Ungaran – Sudahkah panjenengan merasa kalau seorang pemimpin?

Pertanyaan tersebut disampaikan Pelaksana Tugas Ketua Tim Penggerak PKK Provinsi Jawa Tengah Hj Sudarli Heru Sudjatmoko saat membuka Temu Kader PKK se-Jawa Tengah Tahun 2018, di The Wujil Resort and Conventions Ungaran, Rabu (2/5). Menurutnya, para kader dituntut memiliki sikap sebagai pemimpin. Terlebih, sejumlah peserta temu kader menjabat sebagai Ketua Tim Penggerak PKK desa/ kelurahan.

“Seorang pemimpin PKK maupun kader harus bisa mengarahkan anggota PKK-nya atau masyarakat, supaya mereka melakukan kegiatan sehari-hari berdasarkan 10 Program Pokok PKK,” bebernya.

Ditambahkan, ada beberapa tipe pemimpin, di antaranya tipe demokratis, otoriter, dan bebas. Kendati begitu, Sudarli menekankan jika pemimpin yang baik tidak hanya demokratis, tidak pula cuma otoriter, dan jangan terlalu bebas. Sebab, anggota yang dihadapi memiliki karakter berbeda. Sehingga pemimpin yang baik mesti bisa memadukan ketiga tipe tersebut sesuai situasi dan kondisi.

“Dengan demikian, seorang pemimpin atau ketua haruslah pandai. Kalau tidak merasa pintar, akan rendah diri. Siapa pun yang dihadapi, selalu tanamkan saya bisa, saya harus bisa karena saya belajar. Tidak boleh minder,” tegas mantan Ketua TP PKK Kabupaten Purbalingga ini.

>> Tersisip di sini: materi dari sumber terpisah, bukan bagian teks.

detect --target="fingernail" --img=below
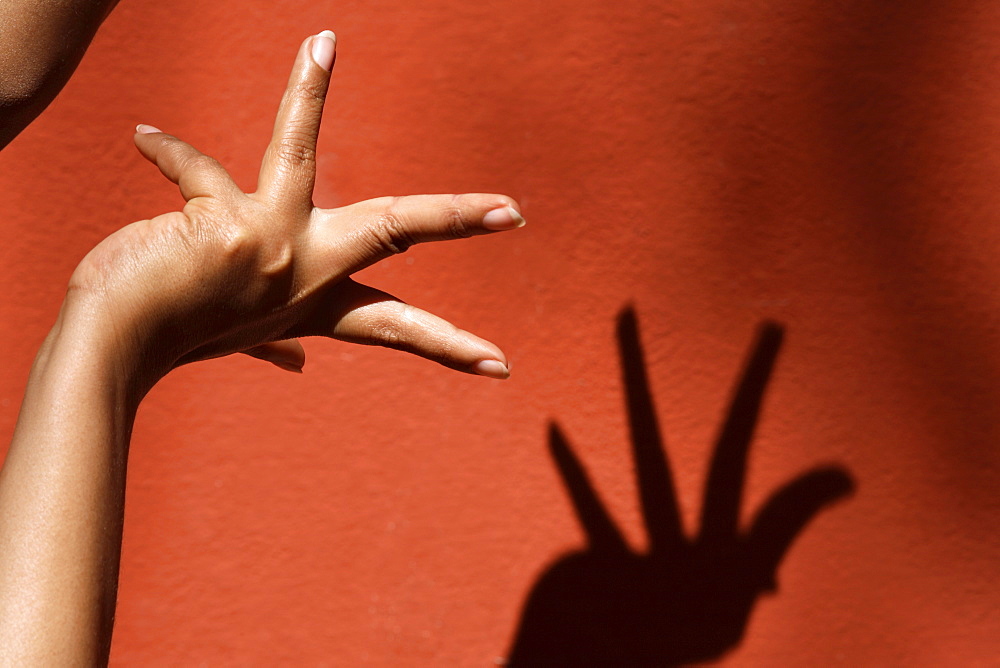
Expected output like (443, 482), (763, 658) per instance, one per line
(483, 205), (525, 231)
(312, 30), (337, 72)
(472, 360), (510, 380)
(271, 360), (302, 373)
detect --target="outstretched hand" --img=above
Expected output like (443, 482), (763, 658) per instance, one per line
(64, 31), (524, 385)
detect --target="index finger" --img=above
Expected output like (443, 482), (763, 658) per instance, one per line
(257, 30), (337, 211)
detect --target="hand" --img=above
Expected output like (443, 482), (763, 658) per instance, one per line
(64, 31), (524, 384)
(509, 311), (854, 666)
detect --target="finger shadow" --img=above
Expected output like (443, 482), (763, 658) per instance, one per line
(508, 308), (855, 666)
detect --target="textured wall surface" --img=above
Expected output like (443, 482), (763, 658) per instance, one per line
(0, 0), (1000, 666)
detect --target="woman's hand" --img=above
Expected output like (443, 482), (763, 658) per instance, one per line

Tentu, kata Sudarli, konsekuensinya para pemimpin mesti mempelajari apa yang akan disampaikan. Pemimpin yang baik juga berwibawa, jujur, dapat dipercaya, bijaksana, mengayomi, mawas diri, visioner. Mereka dituntut berani dan mampu mengatasi kesulitan, bersikap wajar, tegas, bertanggung jawab tehadap putusan yang diambil, sederhana, penuh pengabdian pada tugas, berjiwa besar dan dinamis.

“Jujur ini penting. Aja sok ngapusi, ngapusi kuwi rekasa. Bijaksana mengelola organisasi, tidak untuk butuhe dhewe tapi untuk kepentingan organisasi. Harus mengerti apa yang dihadapi, bijaksana tidak membuat teman-teman yang membantu sakit hati,” terangnya.

Terkait dengan peringatan Hari Kartini, Sudarli membeberkan, pada masa itu, meski tengah dipingit, RA Kartini tak pernah berhenti untuk menuntut ilmu. Kartini menginginkan perempuan pintar, perempuan mesti sekolah. Sayangnya, di era Kartini masa kini, justru masih ada perempuan yang belum bisa sekolah. Sehingga Sudarli mengajak para kader untuk bersama pihak terkait lainnya, bisa membuat perempuan yang belum bersekolah untuk bisa sekolah.

Tidak hanya itu, Sudarli juga menyoroti usia pernikahan RA Kartini yang sudah memasuki usia dewasa. Ironisnya, saat ini masih ada perempuan yang menikah pada usia 16 tahun.

“Saya ingatkan, ibu-ibu penggerak masyarakat di desa masing-masing, ingatkan para ibu, Kartini zaman dulu saja menikah pada usia 24 tahun, masak anakmu menikah di umur belasan tahun,” sorotnya.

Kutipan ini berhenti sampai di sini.